Melville-based Reckson Associates Realty Corp. defends $6B sale
Long Island Business News, Aug 10, 2006 by Dawn Wotapka Hardesty
Since Reckson Associates Realty Corp. announced its $6 billion sale to SL Green Realty Corp. last week, some shareholders have criticized what they consider a sweetheart deal.
This week, Melville-based Reckson released a 24-page overview detailing why it's not.
Under the deal, SL Green will acquire Reckson for $43.31 and .10387 shares of SL Green Common stock per share of Reckson stock.

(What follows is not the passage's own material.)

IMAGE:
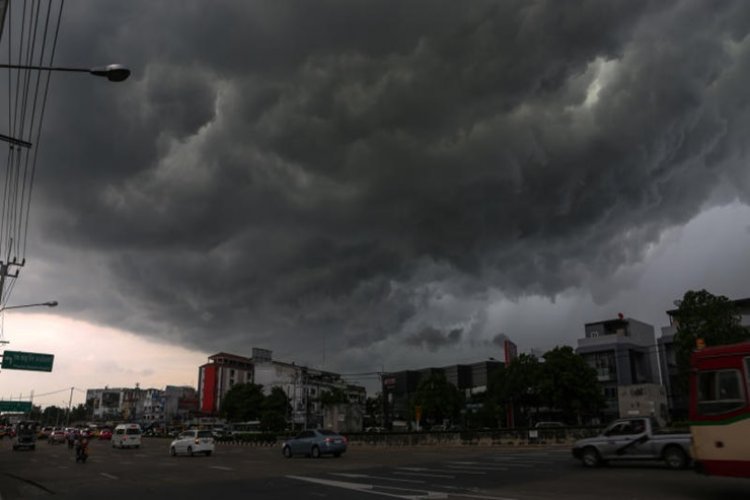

SL Green will keep Reckson's valuable Manhattan trophies and sell back the company's Long Island and New Jersey portfolios, and parts of Reckson's Westchester holdings, for $2.1 billion. The sell-back deal also includes Marathon Asset Management, a Manhattan equity firm.
SL Green's contract includes a 3-percent break-up fee, meaning Reckson would be out millions should the deal fizzle. One analyst said the industry average is 2 percent.
Despite the ire of some of Reckson's largest shareholders, some of whom had speculated Reckson would fetch near $50 per share, the deal should continue, Reckson reasons.
Goldman Sachs and Citigroup led a "comprehensive auction process" to solicit bids and contacted eight likely bidders - and no combination of bidders was willing to pay more than SL Green's final offer, "a valuation it was only able to achieve with management participation," according to Reckson.
Reckson management, the overview continues, "considered all reasonable alternatives to deliver full value to shareholders."
John Stewart, a Credit Suisse research analyst, agreed.
"SL Green is paying a full - but fair market - price for Reckson, and the probability of closing is high, in our opinion," Stewart noted in a report. "The deal was widely shopped, and a higher bidder is unlikely."